I became involved with Hanford in the summer of 1984, when I was selected staff director for the Joint Select Committee on Science and Technology of the Washington State Legislature.  We had funding to advise the legislature on the potential selection of Hanford as the site for a national deep geologic repository, as well as for a review of the environmental impact of the US Ecology disposal site at Hanford.  In 1987, I went to the Department of Ecology’s office dealing with Hanford (later the Nuclear Waste Program).  I worked on a variety of issues and projects there, including the Hanford Dose Reconstruction Project and the creation of the Future Site Uses Working Group, the Tank Waste Task Force and the Hanford Advisory Board.  At various times, I participated in the National Governors’ Association Federal Facilities Task Force, U.S. DOE’s State and Tribal Government Working Group, and the Western Interstate Energy Board’s High Level Radioactive Waste Committee.
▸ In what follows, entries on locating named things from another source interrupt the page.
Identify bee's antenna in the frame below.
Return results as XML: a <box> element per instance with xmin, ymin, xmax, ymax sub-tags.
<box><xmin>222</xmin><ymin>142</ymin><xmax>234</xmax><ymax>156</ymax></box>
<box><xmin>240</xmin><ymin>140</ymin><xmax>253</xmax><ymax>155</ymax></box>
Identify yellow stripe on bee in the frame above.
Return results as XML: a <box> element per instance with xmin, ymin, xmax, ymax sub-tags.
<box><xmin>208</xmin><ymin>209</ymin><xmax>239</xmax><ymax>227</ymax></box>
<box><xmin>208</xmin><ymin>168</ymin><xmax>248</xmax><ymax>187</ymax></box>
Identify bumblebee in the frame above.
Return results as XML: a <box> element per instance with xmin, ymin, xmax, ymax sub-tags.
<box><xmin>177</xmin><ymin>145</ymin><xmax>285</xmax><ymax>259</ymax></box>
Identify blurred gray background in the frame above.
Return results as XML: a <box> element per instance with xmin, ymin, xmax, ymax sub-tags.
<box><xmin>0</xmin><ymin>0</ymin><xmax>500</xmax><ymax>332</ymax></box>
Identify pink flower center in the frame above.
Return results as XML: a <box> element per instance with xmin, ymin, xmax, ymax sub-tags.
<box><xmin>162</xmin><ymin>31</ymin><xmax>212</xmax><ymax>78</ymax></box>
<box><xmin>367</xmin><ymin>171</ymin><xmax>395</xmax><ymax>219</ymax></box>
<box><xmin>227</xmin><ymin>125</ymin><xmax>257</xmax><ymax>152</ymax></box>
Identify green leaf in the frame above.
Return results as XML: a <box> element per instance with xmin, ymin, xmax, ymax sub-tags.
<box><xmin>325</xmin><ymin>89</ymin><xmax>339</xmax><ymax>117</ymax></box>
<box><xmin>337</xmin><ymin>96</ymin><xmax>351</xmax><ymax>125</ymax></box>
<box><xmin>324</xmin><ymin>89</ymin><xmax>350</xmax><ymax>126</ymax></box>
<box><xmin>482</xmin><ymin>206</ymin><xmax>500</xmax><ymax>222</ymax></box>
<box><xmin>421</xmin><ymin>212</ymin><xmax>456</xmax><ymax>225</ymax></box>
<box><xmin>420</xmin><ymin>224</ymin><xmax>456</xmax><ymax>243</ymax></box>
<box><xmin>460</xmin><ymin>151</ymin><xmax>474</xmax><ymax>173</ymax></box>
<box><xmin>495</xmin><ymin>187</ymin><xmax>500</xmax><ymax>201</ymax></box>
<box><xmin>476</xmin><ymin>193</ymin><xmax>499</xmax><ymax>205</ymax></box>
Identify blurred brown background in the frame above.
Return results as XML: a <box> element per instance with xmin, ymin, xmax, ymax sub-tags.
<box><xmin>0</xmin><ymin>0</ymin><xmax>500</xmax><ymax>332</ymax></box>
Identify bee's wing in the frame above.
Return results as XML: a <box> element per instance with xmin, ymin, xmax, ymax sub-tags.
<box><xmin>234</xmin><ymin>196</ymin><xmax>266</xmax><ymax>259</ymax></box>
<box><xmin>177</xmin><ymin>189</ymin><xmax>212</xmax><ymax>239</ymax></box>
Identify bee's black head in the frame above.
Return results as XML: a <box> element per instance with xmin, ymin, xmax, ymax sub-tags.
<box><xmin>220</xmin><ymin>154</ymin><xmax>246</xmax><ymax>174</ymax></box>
I retired from the State of Washington in 2004.  I moved to Oregon, and, in 2005, became a citizen member of Oregon’s Hanford Cleanup Board.  I’ve been chair of the board for the last three years.  I am also a neutral member of the Hanford Concerns Council, and of the steering committee for the Hanford Forum.  In 2008, Washington State University Press published my book, America’s Nuclear Wastelands.

Three things about Hanford are most compelling to me:

  • The important role of a wide range of citizens and interests, including local governments, Indian tribes, regional advocacy groups, and professional nuclear-related organizations, as well as state and federal agencies, in providing energy, impetus and priorities for moving cleanup along.
  • The need to “close the circle”, to deal with the legacy of the Manhattan Project and the Cold War with the same creativity, dedication and sense of purpose that characterized those efforts.
  • The natural legacy of Hanford—the relatively unspoiled shrub steppe habitat, the wildlife, the vistas, and the Hanford Reach itself.

I am probably best informed about some of the early history of the cleanup effort(s), the political and public process aspects of cleanup, the place of Hanford in the wider U.S. DOE defense production complex, and the various types of wastes, waste sites and cleanup practices at Hanford.